Imaginary places, constructed from code, are now being represented not just as pixel grid windows into synthetic 3D environments, but mapped onto the actual 3D environments in which we live. Called "Big Games", these large-scale, real-world games occupy urban streets and other public spaces and combine the richness, complexity, and procedural depth of digital media with physical activity and face-to-face social interaction.

He then describes games such as ConqWest, Mogi Mogi, PacManhattan, Superstar, Can You See Me Now, Uncle Roy, Botfighters... And describes how the urge to use spatial environment as a playful space did not come out from the blue: children's neighborhood games (like Red Rover, hide and go seek, and kickball or Capture the Flag), Assassin/Killer game, skateboarding and Parkour, location-based art activities of the late 20th century, Live action role-playing. And those activities share some common purposes:

a desire to push game experiences beyond traditional boundaries of time and space. But there is another, complementary desire within conventional computer and videogames themselves. Over the last 10 or 15 years, these games have developed a profound obsession with play dynamics of 3D spaces, architecture, and environments. (...) In some ways, Big Games are a natural extension of this obsession with environmental exploration and social dynamics as gameplay subjects.

The author hence describes how mobile and ubiquitous computing technologies are a catalyst for big games creation. And finally, his thought about spatial practices are very interesting:

There is no longer a clear, well-defined boundary between the virtual spaces and interactive systems of our digital experience and the concrete, tangible aspects of our physical experience. Even as high-resolution computer graphics make the simulated worlds inside our computers more realistic, the actual world outside our computers is behaving more and more like data. (...) Regardless of the technology with which they are implemented, Big Games reflect a change in perspective brought about by mobile, pervasive, and ubiquitous technologies. Even Big Games that use chalk on sidewalks to make a citywide puzzle, or appropriate the archaic technology of payphones to make a game of urban tactics, are made possible by a shift in how we perceive our environment brought about by the new relationship between space and computing. (...) Whatever else they are, these games are primarily about connecting people – a way to reclaim public space as a site for a new kind of shared experience.

Why do blog this? because it gives a very good summary of "big games", which I am partly interested in my research (I use big games to study how people collaborate and use location-awareness features). On a different note, it seems that in the location-based/geowankin scene, the term "big" now receives more and more interest. See the "big here challenge" or how Fabien describes it (or even Matt Jone's video!).
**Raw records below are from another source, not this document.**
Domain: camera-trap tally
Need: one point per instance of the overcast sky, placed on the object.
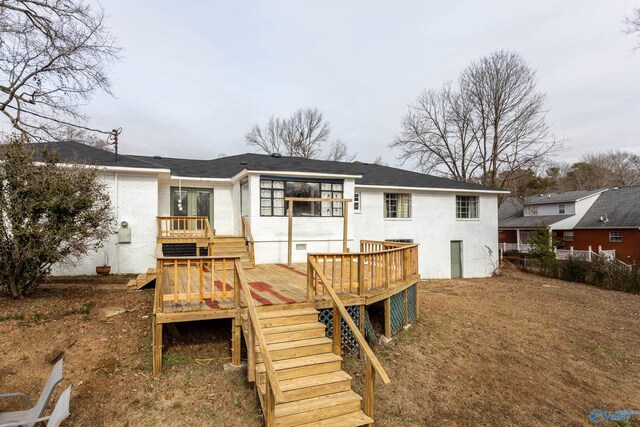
(196, 75)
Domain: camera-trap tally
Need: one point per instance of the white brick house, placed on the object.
(455, 223)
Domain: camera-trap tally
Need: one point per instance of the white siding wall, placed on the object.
(134, 199)
(320, 234)
(434, 225)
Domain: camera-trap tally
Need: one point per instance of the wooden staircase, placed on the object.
(233, 246)
(315, 389)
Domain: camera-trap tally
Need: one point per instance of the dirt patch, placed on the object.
(513, 350)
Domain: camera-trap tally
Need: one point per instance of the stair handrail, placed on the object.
(246, 233)
(372, 364)
(272, 380)
(349, 321)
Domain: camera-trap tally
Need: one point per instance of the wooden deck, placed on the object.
(273, 286)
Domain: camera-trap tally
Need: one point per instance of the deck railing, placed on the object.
(372, 364)
(384, 265)
(183, 272)
(273, 393)
(184, 227)
(246, 233)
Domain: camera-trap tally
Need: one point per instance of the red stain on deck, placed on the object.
(212, 303)
(302, 273)
(265, 287)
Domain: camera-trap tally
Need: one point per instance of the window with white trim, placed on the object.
(274, 191)
(467, 207)
(397, 205)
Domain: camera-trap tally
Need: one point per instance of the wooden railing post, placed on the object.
(269, 405)
(360, 275)
(387, 278)
(251, 352)
(337, 331)
(310, 290)
(369, 388)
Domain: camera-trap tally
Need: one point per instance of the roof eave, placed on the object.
(442, 189)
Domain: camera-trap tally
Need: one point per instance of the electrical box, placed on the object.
(124, 233)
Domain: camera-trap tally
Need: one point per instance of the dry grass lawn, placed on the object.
(513, 350)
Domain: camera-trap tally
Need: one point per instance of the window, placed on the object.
(397, 205)
(356, 202)
(615, 236)
(466, 207)
(274, 191)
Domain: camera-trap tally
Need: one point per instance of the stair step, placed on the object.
(301, 366)
(353, 419)
(269, 319)
(315, 385)
(288, 350)
(286, 313)
(293, 332)
(316, 409)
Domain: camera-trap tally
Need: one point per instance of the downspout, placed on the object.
(117, 266)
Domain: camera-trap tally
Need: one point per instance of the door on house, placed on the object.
(456, 259)
(192, 202)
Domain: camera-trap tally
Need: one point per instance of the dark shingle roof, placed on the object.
(227, 167)
(511, 215)
(531, 221)
(567, 196)
(620, 207)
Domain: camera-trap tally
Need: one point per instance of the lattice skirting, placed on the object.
(349, 343)
(412, 303)
(397, 312)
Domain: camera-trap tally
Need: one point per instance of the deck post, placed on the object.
(363, 308)
(236, 341)
(157, 346)
(360, 275)
(290, 237)
(251, 353)
(387, 318)
(269, 405)
(369, 388)
(345, 226)
(405, 293)
(337, 331)
(310, 274)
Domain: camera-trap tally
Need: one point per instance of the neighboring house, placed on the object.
(455, 223)
(612, 223)
(559, 212)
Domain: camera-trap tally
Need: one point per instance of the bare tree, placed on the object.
(633, 25)
(269, 139)
(300, 135)
(438, 135)
(54, 55)
(339, 152)
(490, 128)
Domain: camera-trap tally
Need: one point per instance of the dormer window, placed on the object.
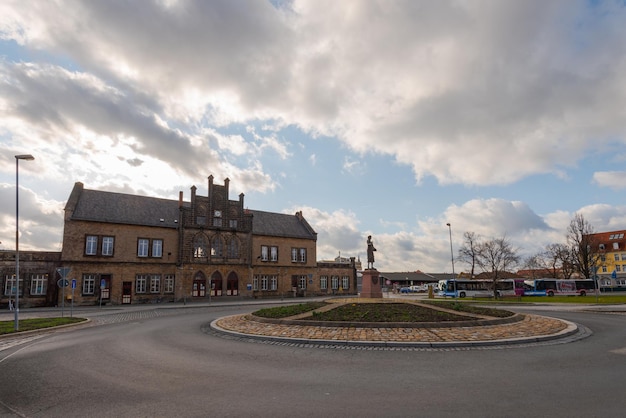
(217, 218)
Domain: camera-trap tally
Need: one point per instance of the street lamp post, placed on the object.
(26, 157)
(452, 258)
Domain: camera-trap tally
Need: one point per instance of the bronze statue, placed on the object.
(370, 252)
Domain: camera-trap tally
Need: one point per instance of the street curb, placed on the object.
(571, 330)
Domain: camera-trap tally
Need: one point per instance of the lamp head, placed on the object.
(26, 157)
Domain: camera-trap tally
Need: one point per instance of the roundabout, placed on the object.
(476, 331)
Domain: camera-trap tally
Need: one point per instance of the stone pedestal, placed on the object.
(371, 287)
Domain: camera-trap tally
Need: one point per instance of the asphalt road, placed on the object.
(168, 366)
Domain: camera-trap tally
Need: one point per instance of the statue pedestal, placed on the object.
(371, 286)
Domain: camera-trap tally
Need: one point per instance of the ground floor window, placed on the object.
(324, 282)
(155, 283)
(141, 281)
(38, 284)
(345, 282)
(9, 285)
(168, 284)
(89, 284)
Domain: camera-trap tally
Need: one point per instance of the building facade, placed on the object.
(37, 285)
(124, 248)
(611, 269)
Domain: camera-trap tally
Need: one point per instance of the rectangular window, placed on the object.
(345, 282)
(107, 246)
(298, 255)
(155, 283)
(157, 248)
(38, 284)
(142, 247)
(168, 284)
(9, 285)
(141, 281)
(89, 284)
(91, 245)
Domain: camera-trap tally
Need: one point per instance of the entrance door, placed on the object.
(216, 284)
(127, 290)
(232, 284)
(199, 286)
(105, 292)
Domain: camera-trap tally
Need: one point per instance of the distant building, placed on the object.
(611, 270)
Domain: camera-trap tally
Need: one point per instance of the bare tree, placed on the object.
(535, 263)
(559, 260)
(496, 257)
(468, 253)
(584, 246)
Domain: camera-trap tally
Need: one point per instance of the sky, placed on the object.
(387, 118)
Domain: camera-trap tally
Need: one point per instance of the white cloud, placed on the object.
(611, 179)
(477, 93)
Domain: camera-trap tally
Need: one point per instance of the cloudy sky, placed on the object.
(390, 118)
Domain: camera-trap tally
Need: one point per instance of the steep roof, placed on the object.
(281, 225)
(120, 208)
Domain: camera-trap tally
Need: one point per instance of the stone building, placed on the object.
(124, 248)
(38, 277)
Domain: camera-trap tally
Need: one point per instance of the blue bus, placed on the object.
(551, 287)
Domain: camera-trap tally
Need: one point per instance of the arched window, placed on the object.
(217, 247)
(233, 248)
(199, 247)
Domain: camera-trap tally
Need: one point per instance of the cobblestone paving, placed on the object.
(531, 330)
(239, 327)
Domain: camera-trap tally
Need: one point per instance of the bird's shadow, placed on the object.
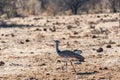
(87, 73)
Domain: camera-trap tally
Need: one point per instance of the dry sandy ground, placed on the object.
(27, 50)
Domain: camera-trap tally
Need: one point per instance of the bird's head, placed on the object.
(56, 41)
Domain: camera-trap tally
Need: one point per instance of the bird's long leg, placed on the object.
(66, 66)
(73, 66)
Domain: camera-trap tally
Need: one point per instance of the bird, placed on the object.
(66, 54)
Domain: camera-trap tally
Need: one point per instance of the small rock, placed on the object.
(2, 63)
(32, 78)
(108, 46)
(100, 50)
(58, 61)
(94, 36)
(27, 40)
(44, 29)
(21, 42)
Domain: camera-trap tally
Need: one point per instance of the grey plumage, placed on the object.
(68, 54)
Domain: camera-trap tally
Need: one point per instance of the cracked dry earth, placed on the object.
(27, 50)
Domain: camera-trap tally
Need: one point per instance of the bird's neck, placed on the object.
(57, 48)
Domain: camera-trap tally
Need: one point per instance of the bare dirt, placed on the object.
(27, 50)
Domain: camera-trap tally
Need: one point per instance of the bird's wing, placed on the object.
(67, 53)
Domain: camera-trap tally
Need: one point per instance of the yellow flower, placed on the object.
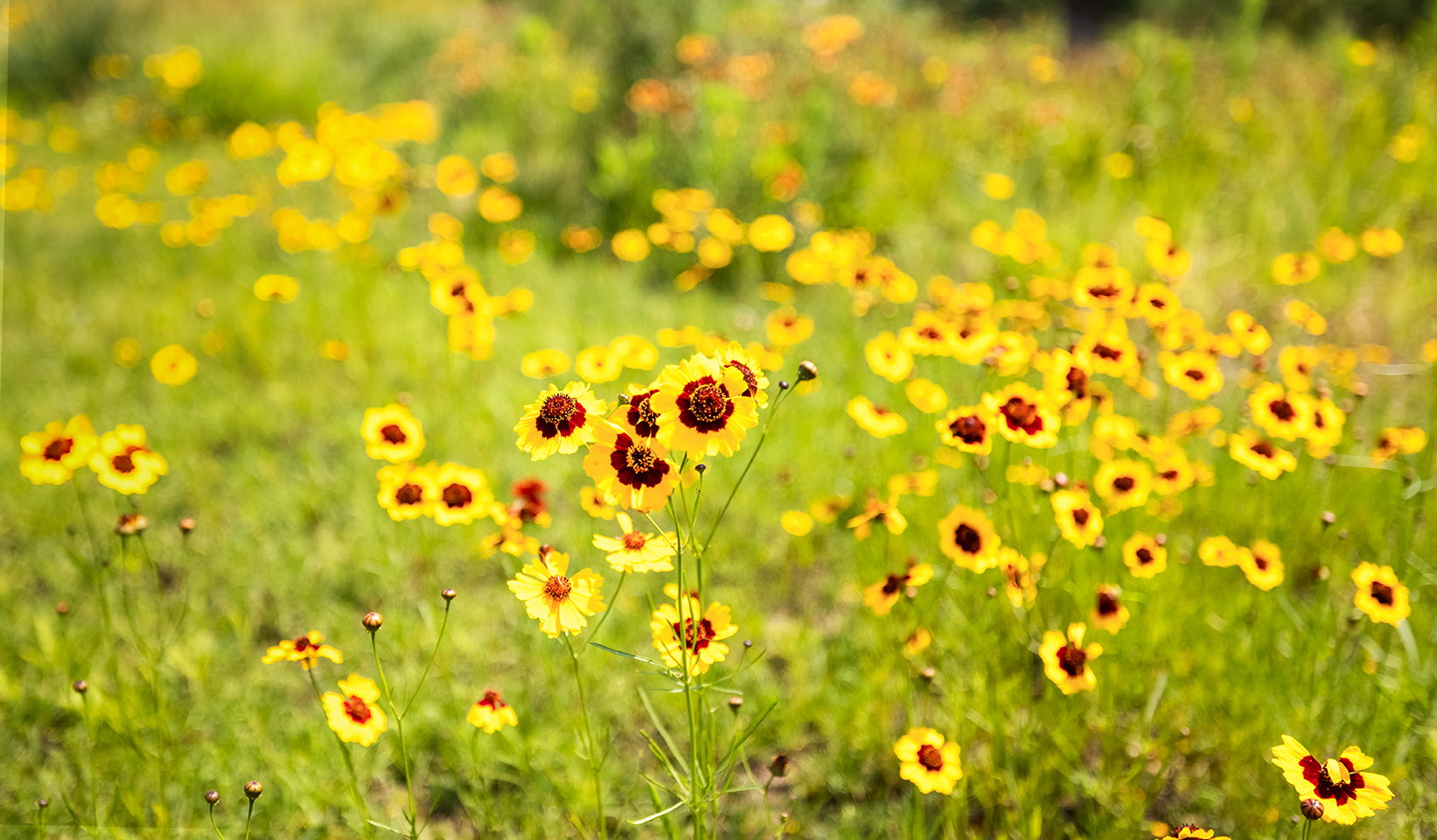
(123, 463)
(636, 550)
(305, 649)
(558, 601)
(173, 365)
(928, 762)
(687, 639)
(492, 714)
(1380, 595)
(50, 457)
(1065, 659)
(354, 712)
(391, 434)
(1345, 791)
(559, 421)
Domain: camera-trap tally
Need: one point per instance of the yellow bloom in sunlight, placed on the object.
(687, 639)
(173, 365)
(559, 602)
(490, 712)
(354, 712)
(1380, 593)
(1065, 659)
(123, 463)
(928, 762)
(1345, 791)
(391, 434)
(637, 550)
(305, 649)
(50, 457)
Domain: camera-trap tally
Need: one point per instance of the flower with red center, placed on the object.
(490, 712)
(559, 601)
(391, 434)
(884, 595)
(636, 550)
(50, 457)
(123, 463)
(928, 760)
(701, 410)
(1341, 785)
(967, 429)
(1380, 593)
(687, 639)
(354, 712)
(1065, 659)
(305, 649)
(632, 473)
(967, 538)
(1110, 613)
(559, 421)
(1024, 415)
(1144, 556)
(407, 492)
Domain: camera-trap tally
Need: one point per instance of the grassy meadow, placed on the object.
(887, 141)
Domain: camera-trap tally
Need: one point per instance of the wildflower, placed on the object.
(687, 639)
(1144, 556)
(1338, 785)
(1065, 659)
(490, 712)
(884, 595)
(50, 457)
(391, 434)
(559, 602)
(559, 421)
(354, 712)
(123, 463)
(636, 550)
(407, 492)
(305, 649)
(967, 538)
(1380, 595)
(1110, 613)
(928, 762)
(701, 410)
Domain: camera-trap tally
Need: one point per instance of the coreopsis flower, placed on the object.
(1259, 454)
(632, 473)
(636, 550)
(50, 457)
(1065, 659)
(1122, 484)
(701, 410)
(123, 463)
(967, 429)
(1345, 791)
(490, 712)
(1110, 613)
(1078, 519)
(391, 434)
(687, 639)
(928, 762)
(884, 595)
(878, 510)
(1380, 595)
(306, 649)
(559, 601)
(1024, 415)
(407, 492)
(1144, 556)
(354, 712)
(967, 538)
(1262, 565)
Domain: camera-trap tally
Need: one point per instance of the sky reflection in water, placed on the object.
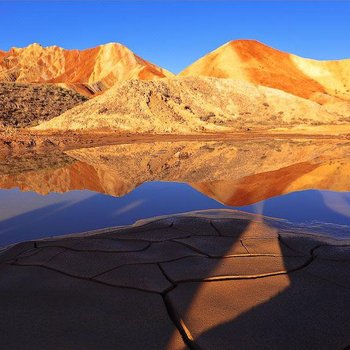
(300, 180)
(27, 215)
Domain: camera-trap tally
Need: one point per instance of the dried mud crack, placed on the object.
(196, 281)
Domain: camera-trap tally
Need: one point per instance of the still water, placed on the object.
(301, 181)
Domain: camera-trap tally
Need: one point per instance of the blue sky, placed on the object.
(173, 34)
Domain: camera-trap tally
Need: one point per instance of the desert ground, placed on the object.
(204, 280)
(106, 120)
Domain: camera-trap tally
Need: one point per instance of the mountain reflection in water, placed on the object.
(150, 179)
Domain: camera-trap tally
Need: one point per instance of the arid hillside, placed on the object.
(194, 105)
(23, 105)
(252, 61)
(88, 71)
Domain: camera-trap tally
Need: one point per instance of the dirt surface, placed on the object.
(216, 279)
(23, 105)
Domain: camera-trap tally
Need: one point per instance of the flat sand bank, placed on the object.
(205, 280)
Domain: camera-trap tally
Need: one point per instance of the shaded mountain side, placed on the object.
(23, 105)
(234, 173)
(87, 71)
(260, 64)
(193, 105)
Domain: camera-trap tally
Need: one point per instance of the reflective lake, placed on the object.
(55, 193)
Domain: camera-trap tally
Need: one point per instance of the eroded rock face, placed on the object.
(202, 280)
(260, 64)
(186, 105)
(24, 105)
(88, 71)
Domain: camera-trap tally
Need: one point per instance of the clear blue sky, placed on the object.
(173, 34)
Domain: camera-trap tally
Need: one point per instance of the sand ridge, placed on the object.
(186, 105)
(88, 71)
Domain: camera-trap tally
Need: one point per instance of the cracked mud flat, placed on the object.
(202, 280)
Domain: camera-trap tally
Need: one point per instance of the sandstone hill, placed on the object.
(193, 105)
(88, 71)
(260, 64)
(23, 105)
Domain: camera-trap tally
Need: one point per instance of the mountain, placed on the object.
(260, 64)
(88, 71)
(23, 105)
(193, 105)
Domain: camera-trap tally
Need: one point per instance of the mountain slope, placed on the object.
(23, 105)
(192, 105)
(88, 71)
(260, 64)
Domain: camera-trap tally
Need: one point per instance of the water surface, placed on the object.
(303, 181)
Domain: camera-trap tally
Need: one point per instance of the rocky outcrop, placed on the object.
(23, 105)
(252, 61)
(87, 71)
(193, 105)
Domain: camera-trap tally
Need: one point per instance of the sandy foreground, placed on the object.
(203, 280)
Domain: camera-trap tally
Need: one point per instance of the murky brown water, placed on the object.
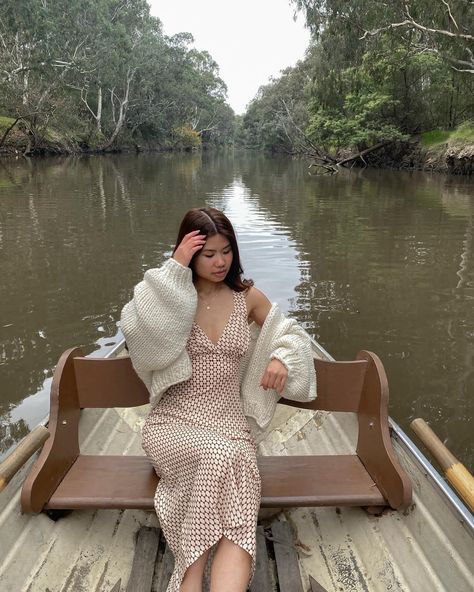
(365, 260)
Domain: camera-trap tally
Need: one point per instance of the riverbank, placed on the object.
(16, 140)
(450, 152)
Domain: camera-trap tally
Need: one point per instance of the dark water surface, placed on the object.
(366, 259)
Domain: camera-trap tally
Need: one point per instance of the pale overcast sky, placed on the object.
(251, 40)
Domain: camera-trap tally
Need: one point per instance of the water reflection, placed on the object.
(364, 259)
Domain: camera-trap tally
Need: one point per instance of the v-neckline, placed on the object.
(216, 343)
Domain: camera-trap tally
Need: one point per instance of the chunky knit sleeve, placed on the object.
(285, 340)
(157, 321)
(293, 349)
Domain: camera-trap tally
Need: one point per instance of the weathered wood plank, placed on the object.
(289, 577)
(262, 581)
(116, 588)
(144, 560)
(166, 569)
(315, 586)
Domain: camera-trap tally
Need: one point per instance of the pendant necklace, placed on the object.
(208, 303)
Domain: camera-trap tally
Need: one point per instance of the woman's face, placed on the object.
(213, 262)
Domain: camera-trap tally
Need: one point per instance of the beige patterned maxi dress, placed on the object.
(199, 442)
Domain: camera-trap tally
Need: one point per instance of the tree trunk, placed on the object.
(99, 110)
(4, 137)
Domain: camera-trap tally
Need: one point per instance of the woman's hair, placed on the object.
(210, 222)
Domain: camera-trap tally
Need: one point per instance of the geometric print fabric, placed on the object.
(199, 442)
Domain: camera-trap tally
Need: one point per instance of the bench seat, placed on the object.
(116, 482)
(65, 479)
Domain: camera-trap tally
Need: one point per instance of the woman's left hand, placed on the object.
(275, 376)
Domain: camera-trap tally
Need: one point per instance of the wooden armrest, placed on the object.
(374, 446)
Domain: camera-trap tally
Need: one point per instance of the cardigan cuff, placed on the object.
(173, 272)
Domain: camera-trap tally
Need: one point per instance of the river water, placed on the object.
(364, 259)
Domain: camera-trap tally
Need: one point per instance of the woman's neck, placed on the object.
(207, 288)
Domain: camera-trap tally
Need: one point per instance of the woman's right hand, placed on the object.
(191, 243)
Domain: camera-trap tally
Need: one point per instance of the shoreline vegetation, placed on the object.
(380, 85)
(442, 151)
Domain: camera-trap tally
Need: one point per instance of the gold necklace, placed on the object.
(208, 303)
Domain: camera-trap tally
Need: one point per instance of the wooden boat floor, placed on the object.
(343, 548)
(130, 482)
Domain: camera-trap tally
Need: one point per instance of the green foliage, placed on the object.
(435, 137)
(5, 123)
(354, 90)
(185, 138)
(101, 72)
(464, 132)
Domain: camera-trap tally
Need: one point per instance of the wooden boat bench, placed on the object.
(64, 479)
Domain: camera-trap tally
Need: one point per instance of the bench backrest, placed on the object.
(112, 382)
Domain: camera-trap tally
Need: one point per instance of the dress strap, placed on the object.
(241, 304)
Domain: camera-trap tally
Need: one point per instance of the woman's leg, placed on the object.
(192, 580)
(230, 568)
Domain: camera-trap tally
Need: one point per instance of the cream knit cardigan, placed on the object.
(157, 322)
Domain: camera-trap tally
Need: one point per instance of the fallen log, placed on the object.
(363, 153)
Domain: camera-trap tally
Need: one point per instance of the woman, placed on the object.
(210, 381)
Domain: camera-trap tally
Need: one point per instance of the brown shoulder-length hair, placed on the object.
(210, 222)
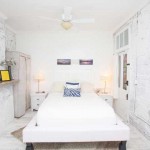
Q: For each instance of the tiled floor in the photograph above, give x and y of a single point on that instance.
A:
(8, 142)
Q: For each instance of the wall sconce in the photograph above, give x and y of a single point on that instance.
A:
(39, 77)
(66, 24)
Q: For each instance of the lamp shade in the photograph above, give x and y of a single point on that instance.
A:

Finally, what the author stress in his conclusion (big games to reclaim public space), is exactly something Mauro and I wrote about three years ago in the following paper: To Live or To Master the city: the citizen dilemma or in this short pdf report I dropped on the web: Augmenting Guy Debord’s Dérive: Sustaining the Urban Change with Information Technology. The report only focuses on the use of LBS to foster new public space practices.